Does this mixed order of preferences make me pro- or anti-integrationist, or neither? I have been trespassing across this dividing line, forwards and backwards, over many years. After the devastating experience of austerity in southern Europe, the economic argument for integration is weaker. Policies that, by design, produce poor economic outcomes will struggle — rightly — to find support.
But those who consider a break away will need to ask themselves at least two questions: at what point to conclude that much-promised eurozone reforms are not coming? And, how do we assess the counterfactual? Would economies under pressure have fared better outside the EU? Would successive Italian governments, for example, if freed from the shackles of EU fiscal rules, have produced more growth and employment?
If Italy had avoided swingeing austerity under Mario Monti from 2011 to 2013, today’s situation may well have been different: the far-right League and the Five Star Movement may not have won the 2018 election and formed a coalition; and Matteo Salvini, the League’s leader, would not be on the verge of an absolute power grab.
Mortal danger for the EU lies in the emergence of a rational, non-ideological case against European integration. And the EU itself must share the blame for creating the conditions for it.
The fiscal rules and the stability and growth pact are the eurozone’s original sin. The pact has been reformed twice, in 2005 and in 2011 and the present European Commission made it more flexible. But no matter how those rules and procedures were tweaked, they increased internal divergence, discouraged investment and acted pro-cyclically during an economic downturn.
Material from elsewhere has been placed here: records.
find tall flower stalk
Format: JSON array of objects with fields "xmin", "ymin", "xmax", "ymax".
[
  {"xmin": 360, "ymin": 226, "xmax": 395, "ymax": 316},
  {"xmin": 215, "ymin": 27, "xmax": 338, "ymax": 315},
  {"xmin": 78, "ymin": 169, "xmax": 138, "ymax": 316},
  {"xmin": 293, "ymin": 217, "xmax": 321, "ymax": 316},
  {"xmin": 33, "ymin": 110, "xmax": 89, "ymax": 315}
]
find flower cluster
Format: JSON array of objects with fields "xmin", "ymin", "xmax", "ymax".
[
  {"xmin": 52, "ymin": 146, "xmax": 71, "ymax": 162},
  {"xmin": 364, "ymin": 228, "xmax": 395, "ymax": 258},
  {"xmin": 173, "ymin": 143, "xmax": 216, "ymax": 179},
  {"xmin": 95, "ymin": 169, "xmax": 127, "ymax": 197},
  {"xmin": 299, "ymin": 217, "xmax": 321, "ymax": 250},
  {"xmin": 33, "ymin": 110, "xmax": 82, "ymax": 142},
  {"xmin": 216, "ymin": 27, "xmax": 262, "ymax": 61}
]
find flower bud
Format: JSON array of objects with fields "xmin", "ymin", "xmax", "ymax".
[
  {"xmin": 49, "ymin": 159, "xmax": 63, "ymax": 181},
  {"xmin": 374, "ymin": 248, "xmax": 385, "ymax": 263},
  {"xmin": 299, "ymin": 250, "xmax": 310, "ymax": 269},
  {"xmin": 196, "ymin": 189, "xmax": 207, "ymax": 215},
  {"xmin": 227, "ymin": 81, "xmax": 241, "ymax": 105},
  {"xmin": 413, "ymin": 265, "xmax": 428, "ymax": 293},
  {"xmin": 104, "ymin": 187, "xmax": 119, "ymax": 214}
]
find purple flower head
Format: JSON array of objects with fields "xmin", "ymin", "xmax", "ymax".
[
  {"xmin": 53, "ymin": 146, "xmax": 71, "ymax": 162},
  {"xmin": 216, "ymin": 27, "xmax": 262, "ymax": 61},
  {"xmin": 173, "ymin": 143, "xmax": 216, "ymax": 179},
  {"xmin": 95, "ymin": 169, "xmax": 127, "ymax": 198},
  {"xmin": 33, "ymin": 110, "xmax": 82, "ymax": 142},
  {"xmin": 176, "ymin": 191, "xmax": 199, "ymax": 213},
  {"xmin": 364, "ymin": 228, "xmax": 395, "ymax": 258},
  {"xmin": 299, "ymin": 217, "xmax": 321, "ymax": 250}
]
As in the case of Brexit, the initial costs of leaving the eurozone would be very large, possibly much larger. But in contrast to Brexit, there could be a positive pay-off if member states ended up with a better fiscal policy framework.
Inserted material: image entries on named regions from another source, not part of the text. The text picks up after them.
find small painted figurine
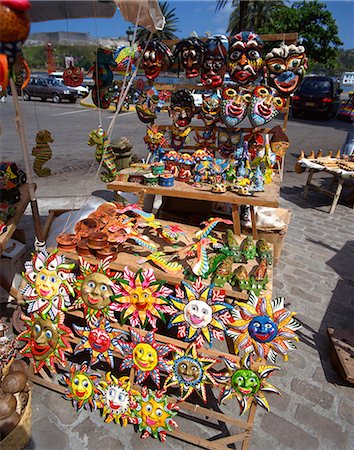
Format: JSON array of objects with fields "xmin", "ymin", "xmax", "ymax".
[{"xmin": 32, "ymin": 130, "xmax": 54, "ymax": 177}]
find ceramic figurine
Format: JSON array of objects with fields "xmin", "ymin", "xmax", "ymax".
[
  {"xmin": 21, "ymin": 250, "xmax": 75, "ymax": 320},
  {"xmin": 119, "ymin": 328, "xmax": 171, "ymax": 388},
  {"xmin": 173, "ymin": 36, "xmax": 205, "ymax": 78},
  {"xmin": 97, "ymin": 372, "xmax": 139, "ymax": 427},
  {"xmin": 228, "ymin": 31, "xmax": 264, "ymax": 86},
  {"xmin": 265, "ymin": 43, "xmax": 307, "ymax": 97},
  {"xmin": 220, "ymin": 85, "xmax": 252, "ymax": 129},
  {"xmin": 87, "ymin": 126, "xmax": 118, "ymax": 183},
  {"xmin": 113, "ymin": 267, "xmax": 175, "ymax": 328},
  {"xmin": 141, "ymin": 38, "xmax": 173, "ymax": 80},
  {"xmin": 248, "ymin": 86, "xmax": 285, "ymax": 128},
  {"xmin": 227, "ymin": 292, "xmax": 301, "ymax": 363},
  {"xmin": 200, "ymin": 34, "xmax": 229, "ymax": 88},
  {"xmin": 61, "ymin": 363, "xmax": 100, "ymax": 412},
  {"xmin": 16, "ymin": 312, "xmax": 73, "ymax": 373},
  {"xmin": 134, "ymin": 386, "xmax": 179, "ymax": 442},
  {"xmin": 217, "ymin": 353, "xmax": 281, "ymax": 415},
  {"xmin": 72, "ymin": 257, "xmax": 119, "ymax": 327},
  {"xmin": 164, "ymin": 344, "xmax": 219, "ymax": 403},
  {"xmin": 168, "ymin": 278, "xmax": 232, "ymax": 347},
  {"xmin": 73, "ymin": 320, "xmax": 126, "ymax": 367}
]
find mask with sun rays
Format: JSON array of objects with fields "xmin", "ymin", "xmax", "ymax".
[
  {"xmin": 61, "ymin": 364, "xmax": 100, "ymax": 411},
  {"xmin": 97, "ymin": 372, "xmax": 139, "ymax": 427},
  {"xmin": 135, "ymin": 386, "xmax": 179, "ymax": 442},
  {"xmin": 217, "ymin": 353, "xmax": 281, "ymax": 414},
  {"xmin": 72, "ymin": 257, "xmax": 119, "ymax": 327},
  {"xmin": 119, "ymin": 328, "xmax": 171, "ymax": 388},
  {"xmin": 21, "ymin": 250, "xmax": 75, "ymax": 320},
  {"xmin": 227, "ymin": 292, "xmax": 301, "ymax": 363},
  {"xmin": 164, "ymin": 343, "xmax": 219, "ymax": 403},
  {"xmin": 74, "ymin": 321, "xmax": 125, "ymax": 367},
  {"xmin": 16, "ymin": 313, "xmax": 73, "ymax": 373},
  {"xmin": 114, "ymin": 267, "xmax": 176, "ymax": 328},
  {"xmin": 168, "ymin": 277, "xmax": 232, "ymax": 347}
]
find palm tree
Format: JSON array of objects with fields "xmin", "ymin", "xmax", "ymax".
[{"xmin": 137, "ymin": 2, "xmax": 179, "ymax": 42}]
Leaving the eurozone, a country would no longer be bound by the 3 per cent deficit-to-gross domestic product target of the Maastricht treaty; it could introduce a sustainable investment rule; and it could allow for fiscal stimulus during economic downturns. The central bank could follow a dual target similar to that of the US Federal Reserve — to stabilise prices and employment. There would be no legal constraints on asset purchases, no rules to forbid bailouts. That must be a tempting proposition for Mr Salvini, who is no fool.
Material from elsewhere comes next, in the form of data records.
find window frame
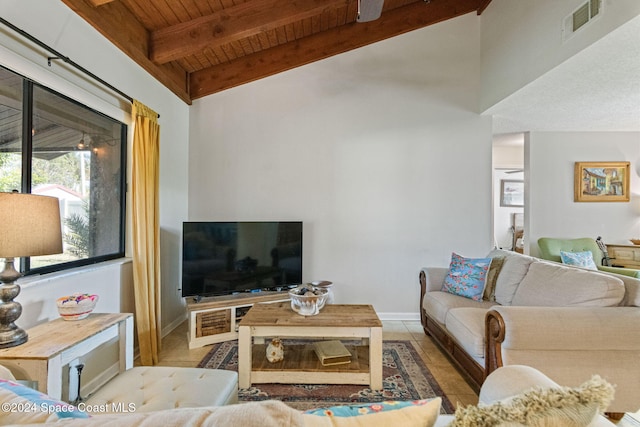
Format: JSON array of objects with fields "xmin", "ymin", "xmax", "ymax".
[{"xmin": 0, "ymin": 65, "xmax": 128, "ymax": 276}]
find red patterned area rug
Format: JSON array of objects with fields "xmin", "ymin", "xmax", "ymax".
[{"xmin": 198, "ymin": 340, "xmax": 454, "ymax": 414}]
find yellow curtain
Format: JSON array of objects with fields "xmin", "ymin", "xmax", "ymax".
[{"xmin": 131, "ymin": 100, "xmax": 161, "ymax": 366}]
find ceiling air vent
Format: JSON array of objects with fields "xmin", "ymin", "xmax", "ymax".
[{"xmin": 562, "ymin": 0, "xmax": 602, "ymax": 41}]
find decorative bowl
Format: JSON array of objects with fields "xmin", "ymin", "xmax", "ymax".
[
  {"xmin": 56, "ymin": 293, "xmax": 98, "ymax": 320},
  {"xmin": 289, "ymin": 285, "xmax": 329, "ymax": 316}
]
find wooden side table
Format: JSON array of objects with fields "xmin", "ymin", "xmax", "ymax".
[
  {"xmin": 238, "ymin": 302, "xmax": 382, "ymax": 390},
  {"xmin": 0, "ymin": 313, "xmax": 133, "ymax": 399}
]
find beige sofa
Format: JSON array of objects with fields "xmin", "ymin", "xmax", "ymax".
[
  {"xmin": 420, "ymin": 250, "xmax": 640, "ymax": 413},
  {"xmin": 0, "ymin": 366, "xmax": 613, "ymax": 427}
]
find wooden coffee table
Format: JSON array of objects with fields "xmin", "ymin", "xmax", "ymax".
[{"xmin": 238, "ymin": 302, "xmax": 382, "ymax": 390}]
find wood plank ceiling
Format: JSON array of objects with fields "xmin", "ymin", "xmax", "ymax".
[{"xmin": 62, "ymin": 0, "xmax": 491, "ymax": 104}]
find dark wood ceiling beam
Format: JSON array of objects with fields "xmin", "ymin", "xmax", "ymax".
[
  {"xmin": 62, "ymin": 0, "xmax": 191, "ymax": 104},
  {"xmin": 150, "ymin": 0, "xmax": 352, "ymax": 64},
  {"xmin": 190, "ymin": 0, "xmax": 488, "ymax": 99}
]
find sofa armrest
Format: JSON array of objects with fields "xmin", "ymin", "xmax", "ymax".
[
  {"xmin": 485, "ymin": 306, "xmax": 640, "ymax": 412},
  {"xmin": 420, "ymin": 267, "xmax": 449, "ymax": 292},
  {"xmin": 478, "ymin": 365, "xmax": 614, "ymax": 427},
  {"xmin": 418, "ymin": 267, "xmax": 449, "ymax": 326},
  {"xmin": 487, "ymin": 306, "xmax": 640, "ymax": 351}
]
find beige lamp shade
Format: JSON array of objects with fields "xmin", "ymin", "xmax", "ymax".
[{"xmin": 0, "ymin": 193, "xmax": 62, "ymax": 258}]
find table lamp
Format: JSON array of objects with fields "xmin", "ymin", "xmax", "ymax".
[{"xmin": 0, "ymin": 193, "xmax": 62, "ymax": 348}]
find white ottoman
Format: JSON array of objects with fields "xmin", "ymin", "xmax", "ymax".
[{"xmin": 84, "ymin": 366, "xmax": 238, "ymax": 413}]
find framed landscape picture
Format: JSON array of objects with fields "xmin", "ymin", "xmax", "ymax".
[
  {"xmin": 574, "ymin": 162, "xmax": 630, "ymax": 202},
  {"xmin": 500, "ymin": 179, "xmax": 524, "ymax": 208}
]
When the EU fails to deliver, arguments for or against further — or existing — integration become more finely balanced. Ms von der Leyen’s conference on the future of the EU should have, as its overriding goal, ensuring that utility-based arguments against European integration are no longer possible. This is, of course, not how they will approach it. The real threat to European integration does not come from Mr Salvini but from the EU’s voters who — like John Maynard Keynes but unlike the EU — change their minds when the facts do.